Wahai jiwa yang tenang, kembalilah kamu kepada Tuhanmu dengan hati yang ridha dan diridhai-Nya. Maka masuklah ke dalam jamaah hambah-hamba-Ku, dan masuklah ke dalam surga-Ku.”  (QS. Al-Fajr : 27-30)
 
Terdapat sebuah riwayat yang mengatakan bahwa ayat ini turun berkenaan dengan Imam Husain. Allah SWT berkata, “Wahai orang yang mempunyai jiwa yang tenang, kemarilah, kemarilah kepada sisi Husain. Sesungguhnya engkau bersama Imam Husain berada di tempat yang sama, dan kesenanganmu ialah engkau duduk dan bercengkrama Imam Husain.

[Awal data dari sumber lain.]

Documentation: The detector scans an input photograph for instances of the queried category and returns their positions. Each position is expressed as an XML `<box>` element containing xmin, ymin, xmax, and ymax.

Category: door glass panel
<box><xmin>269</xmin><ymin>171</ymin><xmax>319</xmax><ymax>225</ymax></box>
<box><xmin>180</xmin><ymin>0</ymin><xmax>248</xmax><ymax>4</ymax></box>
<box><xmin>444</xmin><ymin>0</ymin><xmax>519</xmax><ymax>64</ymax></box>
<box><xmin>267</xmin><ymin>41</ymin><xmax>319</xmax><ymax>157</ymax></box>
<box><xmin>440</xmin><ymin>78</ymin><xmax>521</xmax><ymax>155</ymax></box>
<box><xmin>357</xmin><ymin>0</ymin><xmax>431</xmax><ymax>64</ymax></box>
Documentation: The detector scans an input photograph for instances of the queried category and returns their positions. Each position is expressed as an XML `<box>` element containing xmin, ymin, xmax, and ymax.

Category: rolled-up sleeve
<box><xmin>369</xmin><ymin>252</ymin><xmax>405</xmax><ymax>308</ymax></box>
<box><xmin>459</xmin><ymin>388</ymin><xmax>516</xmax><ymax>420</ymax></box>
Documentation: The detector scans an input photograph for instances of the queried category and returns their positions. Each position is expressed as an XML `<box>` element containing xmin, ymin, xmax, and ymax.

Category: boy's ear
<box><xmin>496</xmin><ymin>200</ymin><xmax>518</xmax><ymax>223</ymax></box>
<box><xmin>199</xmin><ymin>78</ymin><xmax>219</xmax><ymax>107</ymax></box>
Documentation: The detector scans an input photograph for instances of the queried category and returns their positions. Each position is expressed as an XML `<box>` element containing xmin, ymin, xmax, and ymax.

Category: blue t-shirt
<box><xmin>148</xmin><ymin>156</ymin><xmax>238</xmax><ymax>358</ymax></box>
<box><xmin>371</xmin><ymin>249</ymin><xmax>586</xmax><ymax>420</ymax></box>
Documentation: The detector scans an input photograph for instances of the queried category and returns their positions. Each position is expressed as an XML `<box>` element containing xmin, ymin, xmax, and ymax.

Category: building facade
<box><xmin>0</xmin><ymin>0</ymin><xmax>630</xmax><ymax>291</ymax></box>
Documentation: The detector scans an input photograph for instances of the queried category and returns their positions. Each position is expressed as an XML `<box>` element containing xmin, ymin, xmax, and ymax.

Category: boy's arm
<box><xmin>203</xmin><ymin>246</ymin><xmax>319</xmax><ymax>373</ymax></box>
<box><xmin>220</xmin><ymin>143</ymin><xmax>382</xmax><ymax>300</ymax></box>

Kemarilah, saya ridha kepadamu, bukan kepada surga biasa, melainkan kepada surga-Ku.”
 
Jadi kita dapat mengatakan, bahwa sesungguhnya peperangan ini dimulai dari satu titik. Pada titik itulah terdapat puncak tertinggi dan juga sekaligus kejatuhan kepada tempat yang paling rendah. Adapun puncaknya adalah sebagai perwujudan dari ayat-ayat yang berbunyi, “Wahai jiwa-jiwa yang tenang…” Adapun kejatuhannya ke tempat yang paling rendah adalah perwujudan dari ayat Al-Quran yang berbunyi, “Sesungguhnya binatang (makhluk) yang paling buruk di sisi Allah ialah orang-orang yang bisu, tuli, dan tidak mengerti apapun.”
 

Para guru yang merupakan lapisan masyarakat pilihan, yang merupakan pendidik generasi mendatang, harus menaruh perhatian yang besar kepada pembahasan ini. pembahasan kita terfokus pada pembahasan apa yang harus kita lakukan supaya kita memperoleh kemenangan di dalam peperangan ini, sehingga kita dapat mengangkat kepala kita dengan tegak?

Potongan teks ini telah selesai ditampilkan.